Die Anklage geht von 61.980 Fällen aus, in denen er Zubereitungen unter Verstoß gegen die Vorschriften in den Verkehr gebracht hat. Jeder einzelne Fall wird als besonders schwerer Fall des Verstoßes gegen das AMG qualifiziert – hier drohen jeweils bis zu zehn Jahre Haft. Diese Fälle umfassen alle Abgaben von Zubereitungen aus einer Liste von 35 Medikamenten, bei denen die Staatsanwaltschaft signifikante Mengenabweichungen bei Einkauf und Abrechnung festgestellt hat.
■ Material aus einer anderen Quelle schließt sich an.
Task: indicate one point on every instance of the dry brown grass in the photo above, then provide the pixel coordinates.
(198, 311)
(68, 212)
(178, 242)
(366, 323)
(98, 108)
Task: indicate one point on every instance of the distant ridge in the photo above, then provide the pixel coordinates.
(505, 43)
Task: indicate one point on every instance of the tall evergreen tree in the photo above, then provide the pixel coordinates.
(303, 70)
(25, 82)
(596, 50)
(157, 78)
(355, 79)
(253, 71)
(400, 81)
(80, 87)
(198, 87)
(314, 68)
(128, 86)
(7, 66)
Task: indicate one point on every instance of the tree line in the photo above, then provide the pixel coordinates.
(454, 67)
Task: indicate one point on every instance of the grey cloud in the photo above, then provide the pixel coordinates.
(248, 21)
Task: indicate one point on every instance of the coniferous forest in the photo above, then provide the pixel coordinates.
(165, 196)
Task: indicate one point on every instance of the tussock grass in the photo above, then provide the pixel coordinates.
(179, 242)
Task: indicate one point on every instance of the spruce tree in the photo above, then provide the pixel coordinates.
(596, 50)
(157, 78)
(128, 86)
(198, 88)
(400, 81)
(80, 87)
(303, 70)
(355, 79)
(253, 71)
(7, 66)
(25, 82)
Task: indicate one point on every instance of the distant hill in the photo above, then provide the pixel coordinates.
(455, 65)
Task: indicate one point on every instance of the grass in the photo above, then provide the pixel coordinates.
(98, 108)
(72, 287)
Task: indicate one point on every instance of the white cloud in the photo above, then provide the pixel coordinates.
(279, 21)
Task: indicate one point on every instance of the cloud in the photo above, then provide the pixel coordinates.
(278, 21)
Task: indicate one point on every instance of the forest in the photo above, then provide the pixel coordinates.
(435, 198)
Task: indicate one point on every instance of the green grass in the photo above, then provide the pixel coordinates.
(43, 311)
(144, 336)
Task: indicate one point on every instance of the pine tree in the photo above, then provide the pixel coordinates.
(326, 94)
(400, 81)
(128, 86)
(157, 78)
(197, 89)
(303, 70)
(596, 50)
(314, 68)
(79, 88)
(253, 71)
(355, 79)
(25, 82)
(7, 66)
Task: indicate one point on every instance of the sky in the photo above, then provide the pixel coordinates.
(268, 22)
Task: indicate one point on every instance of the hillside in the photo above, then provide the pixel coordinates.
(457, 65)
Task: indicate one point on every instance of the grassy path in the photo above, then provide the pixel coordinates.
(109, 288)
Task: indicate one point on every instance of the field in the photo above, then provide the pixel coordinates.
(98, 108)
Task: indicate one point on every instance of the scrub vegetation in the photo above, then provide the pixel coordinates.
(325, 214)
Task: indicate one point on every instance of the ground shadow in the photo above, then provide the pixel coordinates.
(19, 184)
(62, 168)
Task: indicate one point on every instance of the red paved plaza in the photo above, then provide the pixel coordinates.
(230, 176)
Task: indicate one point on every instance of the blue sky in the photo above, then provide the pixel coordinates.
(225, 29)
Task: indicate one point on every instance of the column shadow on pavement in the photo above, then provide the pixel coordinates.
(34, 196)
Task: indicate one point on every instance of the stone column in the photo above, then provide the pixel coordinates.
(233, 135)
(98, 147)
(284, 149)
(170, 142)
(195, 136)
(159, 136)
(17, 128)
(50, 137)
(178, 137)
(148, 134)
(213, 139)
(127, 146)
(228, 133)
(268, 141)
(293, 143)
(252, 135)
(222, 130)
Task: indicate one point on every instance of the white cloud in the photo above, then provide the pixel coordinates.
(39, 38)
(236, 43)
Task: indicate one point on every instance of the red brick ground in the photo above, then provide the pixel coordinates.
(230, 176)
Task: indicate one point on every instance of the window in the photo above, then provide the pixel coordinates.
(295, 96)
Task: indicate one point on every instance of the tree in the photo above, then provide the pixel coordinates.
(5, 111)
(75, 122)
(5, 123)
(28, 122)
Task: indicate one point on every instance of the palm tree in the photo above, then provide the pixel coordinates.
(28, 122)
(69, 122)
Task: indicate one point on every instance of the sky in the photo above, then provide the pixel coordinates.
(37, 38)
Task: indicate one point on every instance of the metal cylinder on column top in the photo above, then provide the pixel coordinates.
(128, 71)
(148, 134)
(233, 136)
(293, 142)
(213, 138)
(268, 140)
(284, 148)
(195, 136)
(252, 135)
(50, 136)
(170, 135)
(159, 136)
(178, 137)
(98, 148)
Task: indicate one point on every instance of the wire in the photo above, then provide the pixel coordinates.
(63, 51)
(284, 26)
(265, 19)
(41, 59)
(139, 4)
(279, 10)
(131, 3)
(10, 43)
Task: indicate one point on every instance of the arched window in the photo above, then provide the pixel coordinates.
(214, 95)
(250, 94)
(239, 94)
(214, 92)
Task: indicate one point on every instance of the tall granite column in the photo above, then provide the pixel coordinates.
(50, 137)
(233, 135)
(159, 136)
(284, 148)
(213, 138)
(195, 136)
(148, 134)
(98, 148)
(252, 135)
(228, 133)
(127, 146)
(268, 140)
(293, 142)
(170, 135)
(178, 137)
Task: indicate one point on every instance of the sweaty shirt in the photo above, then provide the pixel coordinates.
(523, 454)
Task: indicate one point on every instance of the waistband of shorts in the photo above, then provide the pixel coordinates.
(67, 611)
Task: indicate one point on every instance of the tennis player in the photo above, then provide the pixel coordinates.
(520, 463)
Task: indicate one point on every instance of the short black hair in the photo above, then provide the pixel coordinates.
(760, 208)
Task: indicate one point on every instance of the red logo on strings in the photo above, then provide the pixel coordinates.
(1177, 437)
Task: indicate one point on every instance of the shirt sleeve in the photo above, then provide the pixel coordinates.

Bei der Festnahme wurden zum Teil Präparate mit weiteren Wirkstoffen sichergestellt.

S. wird zur Last gelegt, die Beschaffungspraxis der Apotheke systematisch so ausgerichtet zu haben, dass es von vornherein unmöglich war, die große Vielzahl der von ihm vertriebenen Zubereitungen mit den verschriebenen Wirkstoffen in den verschriebenen Mengen herzustellen. Er soll die Zubereitungen daher in einer nicht näher quantifizierbaren Vielzahl von Fällen mit deutlich weniger Wirkstoff als ärztlich verordnet in den Verkehr gebracht haben.